Discard existing dates that are included in the result, SQL Server

In my database I have a Reservation table and it has three columns Initial Day, Last Day and the House Id.
I want to count the total days and omit those who are repeated, for example:
+-------------+------------+------------+
| | Results | |
+-------------+------------+------------+
| House Id | InitialDay | LastDay |
+-------------+------------+------------+
| 1 | 2017-09-18 | 2017-09-20 |
| 1 | 2017-09-18 | 2017-09-22 |
| 19 | 2017-09-18 | 2017-09-22 |
| 20 | 2017-09-18 | 2017-09-22 |
+-------------+------------+------------+
If you noticed the House Id with the number 1 has two rows, and each row has dates but the first row is in the interval of dates of the second row.
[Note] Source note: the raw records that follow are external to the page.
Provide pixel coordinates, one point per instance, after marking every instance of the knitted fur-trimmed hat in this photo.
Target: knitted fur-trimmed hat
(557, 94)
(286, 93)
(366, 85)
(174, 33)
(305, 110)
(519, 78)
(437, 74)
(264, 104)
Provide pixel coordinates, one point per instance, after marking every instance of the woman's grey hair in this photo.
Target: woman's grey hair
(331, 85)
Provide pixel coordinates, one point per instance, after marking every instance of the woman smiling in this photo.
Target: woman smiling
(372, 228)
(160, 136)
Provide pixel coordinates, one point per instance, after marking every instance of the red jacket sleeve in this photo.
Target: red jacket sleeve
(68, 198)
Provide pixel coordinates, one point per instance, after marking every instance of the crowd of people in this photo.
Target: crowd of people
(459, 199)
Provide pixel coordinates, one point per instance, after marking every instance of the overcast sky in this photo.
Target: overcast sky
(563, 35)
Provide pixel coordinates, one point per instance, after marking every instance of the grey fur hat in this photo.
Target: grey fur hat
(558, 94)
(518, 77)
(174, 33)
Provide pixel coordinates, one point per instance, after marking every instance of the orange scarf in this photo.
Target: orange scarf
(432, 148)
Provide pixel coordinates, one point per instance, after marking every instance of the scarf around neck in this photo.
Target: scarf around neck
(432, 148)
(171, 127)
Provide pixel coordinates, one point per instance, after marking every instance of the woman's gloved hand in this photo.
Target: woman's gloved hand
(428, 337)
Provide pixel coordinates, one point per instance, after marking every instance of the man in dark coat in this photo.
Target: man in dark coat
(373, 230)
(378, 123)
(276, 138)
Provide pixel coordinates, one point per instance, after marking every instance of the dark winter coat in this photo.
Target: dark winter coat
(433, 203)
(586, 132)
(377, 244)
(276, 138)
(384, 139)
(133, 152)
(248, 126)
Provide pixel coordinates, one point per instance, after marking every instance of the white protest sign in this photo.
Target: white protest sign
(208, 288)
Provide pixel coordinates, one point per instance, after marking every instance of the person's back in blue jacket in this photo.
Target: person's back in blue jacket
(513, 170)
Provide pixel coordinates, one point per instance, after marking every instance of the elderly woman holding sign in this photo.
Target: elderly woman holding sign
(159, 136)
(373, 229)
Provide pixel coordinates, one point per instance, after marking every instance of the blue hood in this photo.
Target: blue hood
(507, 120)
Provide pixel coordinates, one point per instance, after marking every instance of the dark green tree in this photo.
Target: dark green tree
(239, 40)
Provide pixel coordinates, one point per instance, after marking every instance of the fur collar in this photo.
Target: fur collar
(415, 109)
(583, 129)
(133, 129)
In total the number of days should be 5 because the first shouldn't be counted as those days already exist in the second.
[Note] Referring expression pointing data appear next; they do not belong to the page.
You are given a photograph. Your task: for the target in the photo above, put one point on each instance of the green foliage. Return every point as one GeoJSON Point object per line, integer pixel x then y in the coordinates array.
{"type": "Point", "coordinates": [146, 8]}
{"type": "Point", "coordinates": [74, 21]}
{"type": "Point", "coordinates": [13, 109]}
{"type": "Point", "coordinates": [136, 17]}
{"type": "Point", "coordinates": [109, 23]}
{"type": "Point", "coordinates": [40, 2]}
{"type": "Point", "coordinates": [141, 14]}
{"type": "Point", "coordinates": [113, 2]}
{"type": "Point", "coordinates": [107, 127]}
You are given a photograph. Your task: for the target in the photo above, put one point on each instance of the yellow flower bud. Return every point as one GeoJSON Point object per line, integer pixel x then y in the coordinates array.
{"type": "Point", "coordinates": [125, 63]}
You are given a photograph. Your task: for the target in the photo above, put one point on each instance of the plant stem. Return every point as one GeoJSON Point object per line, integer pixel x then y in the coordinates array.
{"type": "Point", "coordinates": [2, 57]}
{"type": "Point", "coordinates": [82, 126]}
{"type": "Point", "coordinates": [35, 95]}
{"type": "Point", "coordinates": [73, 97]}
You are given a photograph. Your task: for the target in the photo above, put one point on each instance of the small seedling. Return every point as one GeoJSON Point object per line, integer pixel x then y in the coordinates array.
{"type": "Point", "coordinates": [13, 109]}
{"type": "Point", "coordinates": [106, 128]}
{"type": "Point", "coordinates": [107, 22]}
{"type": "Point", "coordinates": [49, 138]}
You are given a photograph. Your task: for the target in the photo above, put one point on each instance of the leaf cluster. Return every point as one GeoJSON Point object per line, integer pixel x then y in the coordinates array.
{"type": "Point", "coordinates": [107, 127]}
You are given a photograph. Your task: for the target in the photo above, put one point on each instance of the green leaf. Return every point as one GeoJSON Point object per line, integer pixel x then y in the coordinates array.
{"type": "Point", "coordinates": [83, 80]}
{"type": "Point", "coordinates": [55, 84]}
The reason why this is happening is that each house has two rooms, and different persons can stay in that house on the same dates.
My question is: how can I omit those cases, and only count the real days the house was occupied?
In your are using SQL Server 2012 or higher you can use LAG() to get the previous final date and adjust the initial date:
with ReservationAdjusted as (
select *,
lag(LastDay) over(partition by HouseID order by InitialDay, LastDay) as PreviousLast
from Reservation
)
select HouseId,
sum(case when PreviousLast>LastDay then 0 -- fully contained in the previous reservation
when PreviousLast>=InitialDay then datediff(day,PreviousLast,LastDay) -- overlap
else datediff(day,InitialDay,LastDay)+1 -- no overlap
end) as Days
from ReservationAdjusted
group by HouseId
The cases are:
The reservation is fully included in the previous reservation: we only need to compare end dates because the previous row is obtained ordering by InitialDay, LastDay, so the previous start date is always minor or equal than the current start date.
The current reservation overlaps with the previous: in this case we adjust the start and don't add 1 (the initial day is already counted), this case include when the previous end is equal to the current start (is a one day overlap).
There is no overlap: we just calculate the difference and add 1 to count also the initial day.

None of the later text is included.